Пальцы, скрюченные обморожением, не смогли удержать снимок. Он скользнул к оплёванным доскам. Лёша ловил его подбородком, тяжело дыша, мотая вшивым загривком. Прохожие усмехались над неловкостью горемыки и спешили мимо, опуская взгляд в пол. Брезговали прикасаться. Кто-то бросал в рваную фуражку мелочь, кто-то ускорял шаг. Лёша не просил. Он просто смотрел на небо, где медленно плыли облака, похожие на те, что висели над Волховом в сорок третьем. – А ведь мы верили, что всё это ради них, – прошептал он. Слова растворились в гудке приближающегося состава. Голоса детей на платформе, звон трамваев, запах свежей выпечки – всё это существовало в другом измерении. Его реальность измерялась граммами хлеба, пузырьками обезболивающего и тишиной, которая наступала только после того, как боль на мгновение отпускала.
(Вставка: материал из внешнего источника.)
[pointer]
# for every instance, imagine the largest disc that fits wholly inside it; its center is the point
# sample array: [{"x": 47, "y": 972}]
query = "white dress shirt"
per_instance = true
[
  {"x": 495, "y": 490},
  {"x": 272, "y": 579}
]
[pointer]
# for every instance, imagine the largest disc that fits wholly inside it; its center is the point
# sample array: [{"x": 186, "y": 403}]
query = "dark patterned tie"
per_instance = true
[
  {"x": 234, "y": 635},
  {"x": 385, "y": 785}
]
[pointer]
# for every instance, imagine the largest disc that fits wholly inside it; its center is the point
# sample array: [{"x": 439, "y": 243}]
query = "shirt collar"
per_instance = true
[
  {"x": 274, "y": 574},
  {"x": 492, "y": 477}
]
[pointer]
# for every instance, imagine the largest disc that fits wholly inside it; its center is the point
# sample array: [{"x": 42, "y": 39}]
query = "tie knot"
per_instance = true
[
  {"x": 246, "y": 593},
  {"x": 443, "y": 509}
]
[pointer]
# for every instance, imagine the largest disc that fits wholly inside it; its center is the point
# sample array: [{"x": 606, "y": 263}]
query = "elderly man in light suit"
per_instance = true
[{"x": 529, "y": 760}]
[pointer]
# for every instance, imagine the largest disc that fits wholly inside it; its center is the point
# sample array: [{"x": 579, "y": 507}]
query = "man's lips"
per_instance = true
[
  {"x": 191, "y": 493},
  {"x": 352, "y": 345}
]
Солдатский юмор – вещь специфическая. Он рождается там, где плакать запрещает устав. Шутка над увечьем, над собственной судьбой – это способ не сойти с ума. Если ты можешь смеяться над своей оторванной ногой, значит, ты ещё не побеждён. Это броня из цинизма, которая держит крепче стали.
Костёр потрескивал, выхватывая из темноты обветренные лица, шрамы, пустые рукава ватников. Дым ел глаза, но никто не отворачивался. Гнус, бывший ефрейтор Мошкин, подбросил в огонь обломок доски. Пламя лизнуло сухое дерево. – А помните, как под Рамушево накрывало? – голос прозвучал хрипло, словно из колодца. Никто не ответил сразу. Только кашель да потрескивание углей. – Я тогда в воронке лежал, – наконец отозвался майор без левой руки и правого глаза. – Три дня. Дождь лил, окаянный. А тут ещё немцы минёров пригнали. Думал, всё, капут. Гляжу – рядом паренёк, без ноги, жгутом перетягивает, чтоб гангрена не пошла. Дрожит, а мне табачок сует. «Закури, брат». Я был готов выть белугой, а тут… Вот это и держало. Не приказ, не политрук. А этот табачок из рук смертника. Гнус кивнул, поправил драную пилотку. – Так и выживали. Не ради звёзд. А ради того, чтобы соседу по воронке донести: мы ещё живы. Ветер подхватил искры, и они улетели в ночное небо, похожие на далёкие сигнальные ракеты.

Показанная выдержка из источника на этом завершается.